Opened this issue · 1 comments
jkatagi commented
Hi, I know that when we want to add an API key to an API Gateway method, we can do so by passing apiKeyRequired: true
to addMethod
in @aws-cdk/aws-apigateway.
declare const integration: apigateway.LambdaIntegration;
const api = new apigateway.RestApi(this, 'hello-api');
const v1 = api.root.addResource('v1');
const echo = v1.addResource('echo');
const echoMethod = echo.addMethod('GET', integration, { apiKeyRequired: true });
const plan = api.addUsagePlan('UsagePlan', {
name: 'Easy',
throttle: {
rateLimit: 10,
burstLimit: 2
}
});
const key = api.addApiKey('ApiKey');
plan.addApiKey(key);
But I couldn't find the same way in this library.
Are API keys still not supported?
It would be wonderful if we could do the following.

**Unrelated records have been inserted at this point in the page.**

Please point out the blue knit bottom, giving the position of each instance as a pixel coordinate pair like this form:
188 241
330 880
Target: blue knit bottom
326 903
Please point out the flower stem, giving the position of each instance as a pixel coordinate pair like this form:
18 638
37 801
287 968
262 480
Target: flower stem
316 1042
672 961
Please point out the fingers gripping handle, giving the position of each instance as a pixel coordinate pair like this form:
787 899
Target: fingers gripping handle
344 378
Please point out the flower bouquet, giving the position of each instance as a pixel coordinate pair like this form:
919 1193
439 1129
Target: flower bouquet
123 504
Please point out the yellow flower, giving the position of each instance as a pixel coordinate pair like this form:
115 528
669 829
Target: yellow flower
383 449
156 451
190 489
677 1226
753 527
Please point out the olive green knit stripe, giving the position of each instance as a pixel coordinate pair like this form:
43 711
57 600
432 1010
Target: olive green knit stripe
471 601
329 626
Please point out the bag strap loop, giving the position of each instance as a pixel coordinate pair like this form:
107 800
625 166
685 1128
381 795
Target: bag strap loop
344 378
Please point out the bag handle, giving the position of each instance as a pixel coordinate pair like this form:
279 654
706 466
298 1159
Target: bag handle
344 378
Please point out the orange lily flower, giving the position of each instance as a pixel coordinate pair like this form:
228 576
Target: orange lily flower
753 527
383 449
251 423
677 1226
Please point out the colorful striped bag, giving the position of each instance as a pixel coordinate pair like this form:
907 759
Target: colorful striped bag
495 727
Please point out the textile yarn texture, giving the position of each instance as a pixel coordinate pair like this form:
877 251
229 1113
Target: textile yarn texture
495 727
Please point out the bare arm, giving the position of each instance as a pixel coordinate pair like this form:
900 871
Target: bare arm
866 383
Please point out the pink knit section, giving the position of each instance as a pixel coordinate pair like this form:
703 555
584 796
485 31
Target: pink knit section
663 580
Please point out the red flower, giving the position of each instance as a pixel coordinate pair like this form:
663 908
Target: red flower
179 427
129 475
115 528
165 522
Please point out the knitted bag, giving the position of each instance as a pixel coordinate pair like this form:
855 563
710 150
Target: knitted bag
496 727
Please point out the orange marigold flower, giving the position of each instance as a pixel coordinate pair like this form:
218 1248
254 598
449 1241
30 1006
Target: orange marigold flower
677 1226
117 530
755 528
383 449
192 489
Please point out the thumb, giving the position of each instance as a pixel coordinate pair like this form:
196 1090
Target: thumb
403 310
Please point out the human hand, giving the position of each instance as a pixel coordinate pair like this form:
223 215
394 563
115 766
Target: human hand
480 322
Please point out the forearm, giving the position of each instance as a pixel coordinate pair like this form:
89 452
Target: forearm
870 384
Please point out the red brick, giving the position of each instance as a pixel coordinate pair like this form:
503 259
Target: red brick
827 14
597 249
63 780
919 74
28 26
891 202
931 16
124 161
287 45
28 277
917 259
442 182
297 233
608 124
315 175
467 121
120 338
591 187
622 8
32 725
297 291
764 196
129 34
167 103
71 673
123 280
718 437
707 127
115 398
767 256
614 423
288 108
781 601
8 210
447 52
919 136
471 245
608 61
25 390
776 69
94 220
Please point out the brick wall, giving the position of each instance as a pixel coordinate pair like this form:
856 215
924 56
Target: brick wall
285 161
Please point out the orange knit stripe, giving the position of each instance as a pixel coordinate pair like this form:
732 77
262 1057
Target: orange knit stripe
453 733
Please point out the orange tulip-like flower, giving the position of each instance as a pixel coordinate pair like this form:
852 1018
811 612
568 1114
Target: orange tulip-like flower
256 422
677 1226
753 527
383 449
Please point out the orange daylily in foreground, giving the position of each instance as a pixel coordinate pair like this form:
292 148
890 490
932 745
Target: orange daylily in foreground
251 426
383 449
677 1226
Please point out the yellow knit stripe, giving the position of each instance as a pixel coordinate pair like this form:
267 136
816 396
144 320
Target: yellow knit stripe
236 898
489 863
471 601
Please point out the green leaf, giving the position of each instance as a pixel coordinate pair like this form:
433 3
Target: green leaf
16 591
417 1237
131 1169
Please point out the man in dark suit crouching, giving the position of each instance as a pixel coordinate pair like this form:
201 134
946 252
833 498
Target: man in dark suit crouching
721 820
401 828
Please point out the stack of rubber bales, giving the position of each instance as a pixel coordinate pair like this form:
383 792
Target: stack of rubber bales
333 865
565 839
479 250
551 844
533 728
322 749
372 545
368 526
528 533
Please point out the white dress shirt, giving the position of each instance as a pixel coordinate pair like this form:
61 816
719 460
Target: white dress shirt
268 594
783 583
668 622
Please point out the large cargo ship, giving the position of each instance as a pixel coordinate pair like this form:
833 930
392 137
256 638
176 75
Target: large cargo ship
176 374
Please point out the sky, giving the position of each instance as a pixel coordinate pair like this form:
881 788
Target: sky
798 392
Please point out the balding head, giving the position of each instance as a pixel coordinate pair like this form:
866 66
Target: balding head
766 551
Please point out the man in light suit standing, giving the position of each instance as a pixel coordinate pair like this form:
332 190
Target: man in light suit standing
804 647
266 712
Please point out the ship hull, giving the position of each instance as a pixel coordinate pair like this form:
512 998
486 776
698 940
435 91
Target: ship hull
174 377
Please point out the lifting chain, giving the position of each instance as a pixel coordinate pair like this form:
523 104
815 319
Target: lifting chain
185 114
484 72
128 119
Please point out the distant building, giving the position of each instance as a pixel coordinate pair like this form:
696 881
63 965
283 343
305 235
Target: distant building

new openapix.Api(scope, 'SomeApi', {
source: 'path/to/yaml',
paths: {
'/some': {
get: new openapix.LambdaIntegration(scope, lambdaFn, {
apiKeyRequired: true
}),
},
},
....
Here is the sample from the Open API document, however, this was not enough to set the API key.
openapi: 3.0.0
paths:
/something:
get:
# Operation-specific security:
security:
- ApiKeyAuth: []
responses:
'200':
description: OK (successfully authenticated)
# 1) Define the key name and location
components:
securitySchemes:
ApiKeyAuth: # arbitrary name for the security scheme
type: apiKey
in: header # can be "header", "query" or "cookie"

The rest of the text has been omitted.